Poi posò la moglie a terra, respirò violentemente, sbuffò come un mantice, si stirò.
— Come sei bagnato, Andrea!
— Da capo a piedi. Un tempo indiavolato. Ieri una caccia magnifica; ma oggi, perdio, una pioggia birbona. Mi sono immollato sino alle ossa.
Si affacciò alla finestra del cortile e gridò:
— Bada ai cani, Matteo. Strofinali con la paglia calda.
— E tu, Andrea?
— Vado a cambiarmi. Ma, sai, non ho freddo. Ho camminato tanto, che ho caldo. È pronto tutto?
— Tutto pronto.
— E il pranzo? Ho una fame da morire.
— Pronto il pranzo, Andrea.
— Maccheroni, eh?
— Pasticcio di maccheroni.
— Urrà! — urlò lui, squassando in aria il suo cappello. — Sei una Ninì d’oro.

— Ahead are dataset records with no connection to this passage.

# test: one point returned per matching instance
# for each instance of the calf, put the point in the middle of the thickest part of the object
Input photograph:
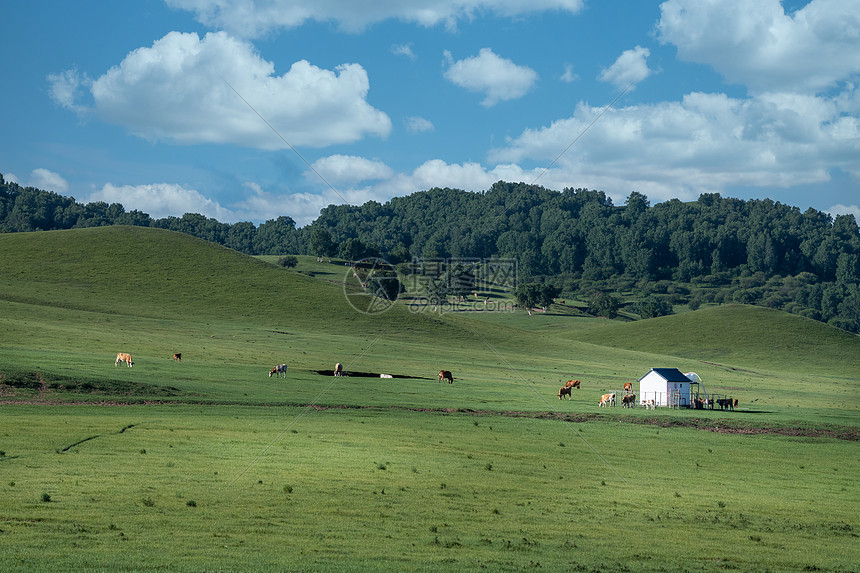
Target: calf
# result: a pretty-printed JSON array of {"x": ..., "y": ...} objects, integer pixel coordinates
[
  {"x": 278, "y": 370},
  {"x": 725, "y": 404}
]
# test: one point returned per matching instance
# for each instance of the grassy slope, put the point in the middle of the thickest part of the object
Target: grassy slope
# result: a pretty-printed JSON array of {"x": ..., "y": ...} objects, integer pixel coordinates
[{"x": 390, "y": 489}]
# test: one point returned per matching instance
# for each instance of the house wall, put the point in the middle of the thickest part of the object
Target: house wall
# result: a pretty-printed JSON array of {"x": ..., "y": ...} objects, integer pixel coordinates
[{"x": 652, "y": 386}]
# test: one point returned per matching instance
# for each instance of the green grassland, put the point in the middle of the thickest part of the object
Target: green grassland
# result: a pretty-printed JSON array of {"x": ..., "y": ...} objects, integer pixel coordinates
[{"x": 211, "y": 465}]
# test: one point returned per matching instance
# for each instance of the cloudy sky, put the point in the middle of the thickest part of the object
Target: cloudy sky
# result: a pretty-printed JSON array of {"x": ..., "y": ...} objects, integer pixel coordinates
[{"x": 252, "y": 109}]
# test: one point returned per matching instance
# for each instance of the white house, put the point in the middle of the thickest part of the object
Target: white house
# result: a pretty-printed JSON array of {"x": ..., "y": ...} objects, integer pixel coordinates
[{"x": 666, "y": 386}]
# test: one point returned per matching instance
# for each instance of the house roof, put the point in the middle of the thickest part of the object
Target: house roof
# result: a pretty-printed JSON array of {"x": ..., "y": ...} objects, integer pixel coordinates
[{"x": 669, "y": 374}]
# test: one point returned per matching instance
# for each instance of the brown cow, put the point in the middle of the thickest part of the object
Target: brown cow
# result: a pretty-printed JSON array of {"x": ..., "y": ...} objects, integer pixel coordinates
[{"x": 278, "y": 370}]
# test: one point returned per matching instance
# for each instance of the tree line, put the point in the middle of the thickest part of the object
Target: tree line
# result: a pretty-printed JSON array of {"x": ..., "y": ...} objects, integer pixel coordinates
[{"x": 713, "y": 250}]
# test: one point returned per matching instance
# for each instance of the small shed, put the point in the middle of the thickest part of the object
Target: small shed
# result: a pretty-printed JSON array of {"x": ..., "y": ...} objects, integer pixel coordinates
[{"x": 666, "y": 386}]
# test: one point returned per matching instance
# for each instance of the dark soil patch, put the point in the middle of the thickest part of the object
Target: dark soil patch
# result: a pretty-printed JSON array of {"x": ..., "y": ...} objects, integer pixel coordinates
[
  {"x": 353, "y": 374},
  {"x": 45, "y": 382}
]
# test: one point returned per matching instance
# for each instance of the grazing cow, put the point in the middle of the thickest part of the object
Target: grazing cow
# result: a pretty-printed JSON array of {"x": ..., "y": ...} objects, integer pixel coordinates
[
  {"x": 607, "y": 400},
  {"x": 278, "y": 370}
]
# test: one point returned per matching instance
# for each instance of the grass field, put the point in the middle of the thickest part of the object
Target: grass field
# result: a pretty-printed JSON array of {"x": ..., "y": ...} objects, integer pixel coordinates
[{"x": 210, "y": 465}]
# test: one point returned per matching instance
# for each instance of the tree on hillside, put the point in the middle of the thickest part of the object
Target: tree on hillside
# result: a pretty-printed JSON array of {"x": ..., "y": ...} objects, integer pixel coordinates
[{"x": 535, "y": 295}]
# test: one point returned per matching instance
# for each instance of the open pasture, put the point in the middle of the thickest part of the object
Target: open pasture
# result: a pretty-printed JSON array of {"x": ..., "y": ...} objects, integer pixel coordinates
[
  {"x": 209, "y": 464},
  {"x": 235, "y": 488}
]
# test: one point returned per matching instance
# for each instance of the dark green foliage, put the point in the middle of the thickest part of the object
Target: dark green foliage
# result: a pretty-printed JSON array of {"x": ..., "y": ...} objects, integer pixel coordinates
[
  {"x": 603, "y": 304},
  {"x": 535, "y": 295},
  {"x": 288, "y": 261},
  {"x": 808, "y": 261}
]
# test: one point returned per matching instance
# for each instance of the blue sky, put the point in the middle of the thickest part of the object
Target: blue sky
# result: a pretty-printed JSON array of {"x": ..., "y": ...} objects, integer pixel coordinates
[{"x": 248, "y": 110}]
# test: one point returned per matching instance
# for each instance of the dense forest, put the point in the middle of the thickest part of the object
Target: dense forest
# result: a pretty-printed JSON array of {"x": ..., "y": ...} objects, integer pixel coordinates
[{"x": 713, "y": 250}]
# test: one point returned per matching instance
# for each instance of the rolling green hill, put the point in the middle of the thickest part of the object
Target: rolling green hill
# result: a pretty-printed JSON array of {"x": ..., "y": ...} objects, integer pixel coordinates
[
  {"x": 740, "y": 335},
  {"x": 69, "y": 300}
]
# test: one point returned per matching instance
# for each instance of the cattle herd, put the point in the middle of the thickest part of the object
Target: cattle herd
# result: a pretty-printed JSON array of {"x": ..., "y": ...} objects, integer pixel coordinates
[{"x": 628, "y": 400}]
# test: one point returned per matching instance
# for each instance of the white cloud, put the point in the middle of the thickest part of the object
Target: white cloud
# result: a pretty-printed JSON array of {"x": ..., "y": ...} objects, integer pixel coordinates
[
  {"x": 569, "y": 76},
  {"x": 48, "y": 181},
  {"x": 498, "y": 78},
  {"x": 403, "y": 50},
  {"x": 177, "y": 91},
  {"x": 252, "y": 18},
  {"x": 704, "y": 143},
  {"x": 418, "y": 124},
  {"x": 161, "y": 200},
  {"x": 631, "y": 67},
  {"x": 755, "y": 43},
  {"x": 65, "y": 88},
  {"x": 349, "y": 170}
]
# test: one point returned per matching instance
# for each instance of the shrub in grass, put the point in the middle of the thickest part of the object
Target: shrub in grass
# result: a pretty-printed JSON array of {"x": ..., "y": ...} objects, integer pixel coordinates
[{"x": 289, "y": 261}]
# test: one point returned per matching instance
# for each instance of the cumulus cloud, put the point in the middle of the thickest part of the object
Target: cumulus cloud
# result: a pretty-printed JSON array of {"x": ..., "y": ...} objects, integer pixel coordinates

E la riprese in braccio, come un mucchietto di roba.
— Mi bagni tutta — disse lei sottovoce, senza schermirsi.
— Sono una bestia, hai ragione. Il tuo bell’abito bianco! Che malcreato!
E glielo puliva con le mani, delicatamente. Cavò il fazzoletto, s’inginocchiò per asciugarle la gonna; lei diceva no, che non era nulla, che non voleva si affaticasse.